Source: Newsmaker.id
Nilai tukar rupiah kembali menguat pada perdagangan Rabu (9/9), bergerak di bawah Rp17.600 per dolar AS. Penguatan tersebut melanjutkan tren positif beberapa sesi terakhir, didukung optimisme terhadap kondisi eksternal Indonesia dan meningkatnya keyakinan bahwa cadangan devisa masih cukup kuat untuk menjaga stabilitas pasar keuangan.
Cadangan devisa Indonesia naik ke level tertinggi dalam lima bulan pada Agustus, ditopang penarikan pinjaman luar negeri pemerintah. Kondisi tersebut memperkuat persepsi bahwa Indonesia masih memiliki bantalan yang memadai untuk menghadapi tekanan eksternal, termasuk volatilitas dolar AS dan arus modal global.
Sentimen domestik juga membaik setelah indeks kepercayaan konsumen mencapai level tertinggi dalam tiga bulan pada Agustus. Kenaikan tersebut didukung membaiknya kondisi keuangan rumah tangga dan prospek ekonomi yang lebih positif. Kondisi ini ikut memperkuat ekspektasi bahwa konsumsi domestik masih dapat menopang pertumbuhan ekonomi.
Namun, ruang penguatan rupiah masih dibatasi oleh kenaikan harga minyak yang mendekati US$100 per barel. Sebagai negara pengimpor minyak, kenaikan harga energi dapat meningkatkan tekanan terhadap anggaran negara, memperlebar beban subsidi dan impor, serta memperbesar risiko inflasi apabila berlangsung dalam waktu lama.
Pemerintah juga meningkatkan intervensi untuk menjaga stabilitas harga pangan setelah inflasi tahunan meningkat menjadi 3,19% pada Agustus.
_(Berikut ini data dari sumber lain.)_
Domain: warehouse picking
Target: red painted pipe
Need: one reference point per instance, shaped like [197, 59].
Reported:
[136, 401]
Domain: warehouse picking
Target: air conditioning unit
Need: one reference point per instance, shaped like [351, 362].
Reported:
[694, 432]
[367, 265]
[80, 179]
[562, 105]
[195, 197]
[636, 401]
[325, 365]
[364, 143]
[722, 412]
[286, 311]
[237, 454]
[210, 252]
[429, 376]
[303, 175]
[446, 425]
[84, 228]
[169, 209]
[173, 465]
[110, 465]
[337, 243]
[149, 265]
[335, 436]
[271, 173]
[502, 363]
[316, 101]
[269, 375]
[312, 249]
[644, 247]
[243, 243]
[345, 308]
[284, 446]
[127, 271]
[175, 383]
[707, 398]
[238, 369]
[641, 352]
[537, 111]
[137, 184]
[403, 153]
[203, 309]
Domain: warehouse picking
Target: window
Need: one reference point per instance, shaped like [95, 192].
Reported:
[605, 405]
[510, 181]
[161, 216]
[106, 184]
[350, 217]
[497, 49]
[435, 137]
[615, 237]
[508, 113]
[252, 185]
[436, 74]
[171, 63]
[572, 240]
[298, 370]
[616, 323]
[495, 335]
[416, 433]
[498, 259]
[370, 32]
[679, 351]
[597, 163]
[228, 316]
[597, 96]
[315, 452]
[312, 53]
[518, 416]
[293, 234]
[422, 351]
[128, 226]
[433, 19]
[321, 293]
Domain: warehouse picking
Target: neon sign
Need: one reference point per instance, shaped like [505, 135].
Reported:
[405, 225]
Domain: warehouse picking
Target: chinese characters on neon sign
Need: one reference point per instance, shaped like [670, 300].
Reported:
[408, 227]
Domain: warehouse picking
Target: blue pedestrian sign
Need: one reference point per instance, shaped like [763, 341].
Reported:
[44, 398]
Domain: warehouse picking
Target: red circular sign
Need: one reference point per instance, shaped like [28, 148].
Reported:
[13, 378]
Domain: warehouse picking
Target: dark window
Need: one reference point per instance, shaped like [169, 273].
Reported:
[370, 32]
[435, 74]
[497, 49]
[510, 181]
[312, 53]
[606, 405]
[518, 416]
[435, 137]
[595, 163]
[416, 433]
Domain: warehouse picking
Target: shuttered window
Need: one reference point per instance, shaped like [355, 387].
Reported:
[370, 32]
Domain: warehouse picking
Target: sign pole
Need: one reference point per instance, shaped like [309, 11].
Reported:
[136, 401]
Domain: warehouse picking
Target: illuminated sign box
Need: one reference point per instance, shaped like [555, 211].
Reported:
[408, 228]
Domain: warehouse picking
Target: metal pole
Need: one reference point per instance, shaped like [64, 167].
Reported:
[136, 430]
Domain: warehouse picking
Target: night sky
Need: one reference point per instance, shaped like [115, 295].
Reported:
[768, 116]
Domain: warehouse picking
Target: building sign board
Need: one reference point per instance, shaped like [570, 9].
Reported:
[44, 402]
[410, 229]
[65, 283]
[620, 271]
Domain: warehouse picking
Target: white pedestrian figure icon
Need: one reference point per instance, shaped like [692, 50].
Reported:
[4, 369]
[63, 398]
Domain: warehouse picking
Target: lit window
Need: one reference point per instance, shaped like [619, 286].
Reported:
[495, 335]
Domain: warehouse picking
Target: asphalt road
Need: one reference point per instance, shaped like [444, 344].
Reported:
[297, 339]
Kenaikan inflasi membuat pasar semakin mencermati bagaimana pemerintah dan Bank Indonesia menjaga stabilitas harga tanpa menekan pertumbuhan ekonomi.
Dari sisi global, Dollar Index mulai stabil setelah melemah dalam beberapa sesi sebelumnya. Harga minyak yang tinggi kembali memicu kekhawatiran inflasi AS dan mengurangi ekspektasi pelonggaran agresif oleh Federal Reserve. Kondisi tersebut dapat membatasi penguatan rupiah apabila dolar kembali mendapat dukungan dari prospek suku bunga tinggi.